Nearly six years after its launch, the Spanish Ministry of the Interior acknowledged the failure of the “rehabilitation and deradicalization of jihadist prisoners” program, which began in 2016 with only 52 prisoners, requiring it to be suspended in the face of future changes and improvements.
The Spanish newspaper El País reported on the official confirmation by Interior Minister Fernando Grande Marlasca of the “negative consequences of the program for the reintegration of jihadist prisoners” in Spanish prisons detained on charges of “crimes related to jihadist terrorism.” “.

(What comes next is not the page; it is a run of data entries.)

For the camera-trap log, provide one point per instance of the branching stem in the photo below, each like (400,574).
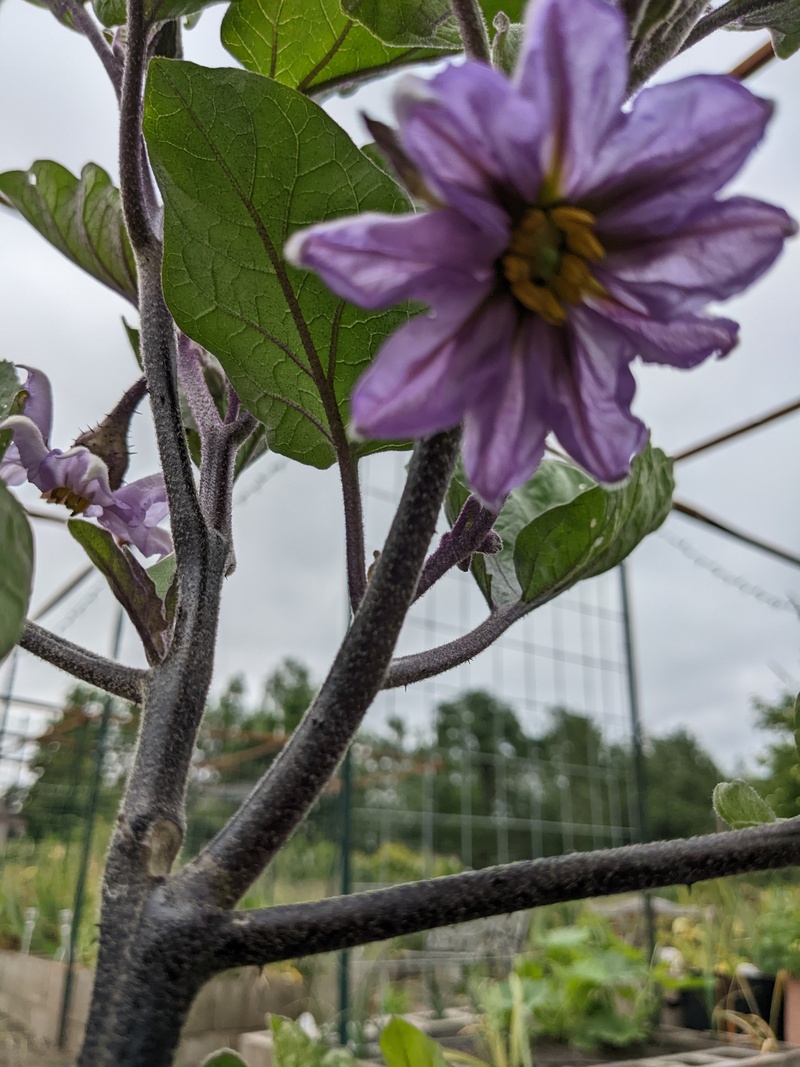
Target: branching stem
(406,670)
(468,535)
(283,933)
(723,16)
(282,798)
(125,682)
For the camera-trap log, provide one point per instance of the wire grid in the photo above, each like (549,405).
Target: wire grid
(569,655)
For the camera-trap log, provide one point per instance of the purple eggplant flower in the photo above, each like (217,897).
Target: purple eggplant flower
(565,236)
(79,479)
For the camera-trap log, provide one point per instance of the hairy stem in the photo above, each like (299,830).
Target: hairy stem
(85,25)
(230,862)
(125,682)
(664,43)
(468,534)
(473,28)
(270,935)
(405,670)
(723,16)
(351,495)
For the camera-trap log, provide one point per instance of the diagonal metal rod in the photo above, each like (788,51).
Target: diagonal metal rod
(737,431)
(685,509)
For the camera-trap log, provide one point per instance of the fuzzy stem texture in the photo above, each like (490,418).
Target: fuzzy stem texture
(125,682)
(230,862)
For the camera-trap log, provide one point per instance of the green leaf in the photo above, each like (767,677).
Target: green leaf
(129,583)
(554,483)
(9,387)
(782,19)
(162,575)
(224,1057)
(594,531)
(738,805)
(242,161)
(112,12)
(80,217)
(404,1046)
(294,1048)
(427,24)
(10,391)
(271,37)
(16,570)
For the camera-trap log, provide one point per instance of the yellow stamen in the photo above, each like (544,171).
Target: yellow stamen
(542,300)
(546,263)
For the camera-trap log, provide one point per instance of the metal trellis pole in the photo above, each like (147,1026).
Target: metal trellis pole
(108,704)
(638,750)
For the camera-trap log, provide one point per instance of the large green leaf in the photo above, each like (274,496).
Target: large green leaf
(272,37)
(16,570)
(594,531)
(554,483)
(112,12)
(242,161)
(81,217)
(128,580)
(403,1045)
(782,19)
(738,805)
(427,24)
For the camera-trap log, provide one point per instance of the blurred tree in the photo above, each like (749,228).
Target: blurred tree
(681,777)
(780,784)
(54,803)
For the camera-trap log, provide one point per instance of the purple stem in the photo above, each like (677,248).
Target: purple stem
(468,535)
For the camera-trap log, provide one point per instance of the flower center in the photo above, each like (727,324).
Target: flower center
(69,498)
(547,261)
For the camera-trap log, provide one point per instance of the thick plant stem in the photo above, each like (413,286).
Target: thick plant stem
(142,985)
(269,935)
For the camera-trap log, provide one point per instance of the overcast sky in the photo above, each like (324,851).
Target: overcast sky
(706,645)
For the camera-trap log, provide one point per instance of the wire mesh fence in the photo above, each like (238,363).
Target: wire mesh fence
(524,752)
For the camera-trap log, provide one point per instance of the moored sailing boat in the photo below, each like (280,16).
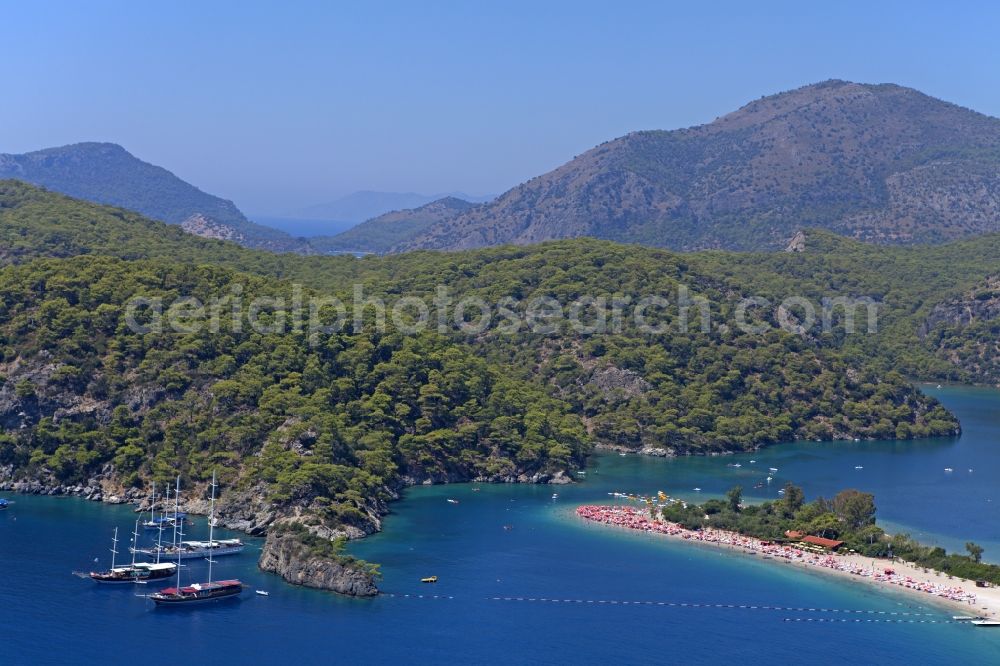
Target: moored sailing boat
(136,572)
(163,521)
(199,592)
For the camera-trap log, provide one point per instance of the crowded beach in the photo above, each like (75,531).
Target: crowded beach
(902,576)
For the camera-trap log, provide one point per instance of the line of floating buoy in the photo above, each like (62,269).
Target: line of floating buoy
(414,596)
(866,620)
(681,604)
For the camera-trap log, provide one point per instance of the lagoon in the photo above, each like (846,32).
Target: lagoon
(545,553)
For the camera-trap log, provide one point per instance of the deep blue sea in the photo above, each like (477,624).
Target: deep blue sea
(51,616)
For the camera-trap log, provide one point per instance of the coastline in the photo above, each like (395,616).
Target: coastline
(930,587)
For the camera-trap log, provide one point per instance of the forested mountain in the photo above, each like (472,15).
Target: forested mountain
(881,163)
(106,173)
(321,428)
(381,233)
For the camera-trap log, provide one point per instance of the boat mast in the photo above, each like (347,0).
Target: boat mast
(114,548)
(152,506)
(177,544)
(135,544)
(159,526)
(211,528)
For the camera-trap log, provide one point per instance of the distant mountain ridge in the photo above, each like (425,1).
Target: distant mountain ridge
(362,206)
(108,174)
(880,163)
(381,233)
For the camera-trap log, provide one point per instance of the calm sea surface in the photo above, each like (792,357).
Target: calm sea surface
(51,616)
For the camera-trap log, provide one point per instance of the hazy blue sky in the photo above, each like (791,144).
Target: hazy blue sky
(281,105)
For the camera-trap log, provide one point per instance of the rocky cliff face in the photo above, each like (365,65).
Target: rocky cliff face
(288,557)
(965,331)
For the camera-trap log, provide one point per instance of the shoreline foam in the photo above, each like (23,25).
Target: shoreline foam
(957,594)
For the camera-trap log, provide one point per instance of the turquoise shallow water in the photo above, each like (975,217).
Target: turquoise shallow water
(53,617)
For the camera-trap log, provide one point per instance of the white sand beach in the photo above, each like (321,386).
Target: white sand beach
(961,596)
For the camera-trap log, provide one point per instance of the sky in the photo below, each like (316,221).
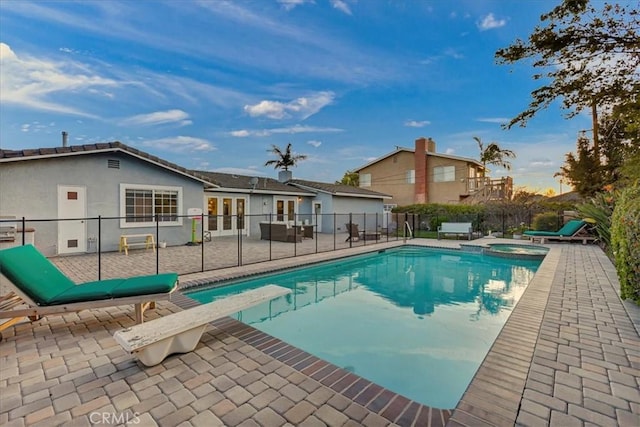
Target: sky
(213,84)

According to Secretary General of Penitentiaries Ángel Luis Ortiz, there are 98 convicted or pre-trial prisoners in Spanish prisons in connection with “crimes of jihadist terrorism”, most of whom are affiliated with the so-called “Islamic State” organization (ISIS).
Ortiz confirmed that of all the prisoners distributed across 25 Spanish prisons, only 4 are in the rehabilitation program, as they were the last to join in 2021, and 15 inmates completed the program in the year it was launched.
The program aims to eliminate extremism and violence from the perceptions of “prisoners of terrorism”, accepting them as a support tool not imposed by the administration of penitentiary institutions; Experts and psychiatrists were hired to encourage this category to “seek personal self-knowledge” before putting forward the idea of ”personal modification and change” to push them towards “empathy for real and potential victims” of terrorism, and to “inform them of the existence of cultural and religious pluralism so that they show respect and tolerance towards other religions.”
Spanish officials listed reasons for the failure of the program and heavily criticized it at launch, including a lack of staff and resources needed to run it; “There is a shortage of psychiatrists and a shortage of properly trained security personnel,” an official who works with Muslim prisoners told El País newspaper.
He said: “Many prisoners do not know that the program exists, and others who are aware of it do not want to join because they do not identify themselves as jihadist prisoners and most of these prisoners do not exhibit violent behavior in prisons. where there is no hierarchical organization behind them.”
The same spokesman added that “many of these people have been convicted of spreading jihadist ideology or indoctrination rather than committing acts of violence, and many of them are declaring their remorse in prison to reach an agreement with prosecutors that allows their sentences to be reduced.” . Thus, their profiles do not match the profile outlined by the 2016 program.”
In addition to those convicted on terrorism cases, 44 other prisoners, according to the Spanish Interior Ministry, are serving various terms of imprisonment in the same prisons, despite a conviction for ordinary crimes, on suspicion of “propagating radical Islam in the prisons in which they were held.”
In total, 210 prisoners are serving their sentences in Spanish prisons in “cases of terrorism” until May last year, which is less than at the beginning of 2020, when the total number of prisoners in this category was 265 people.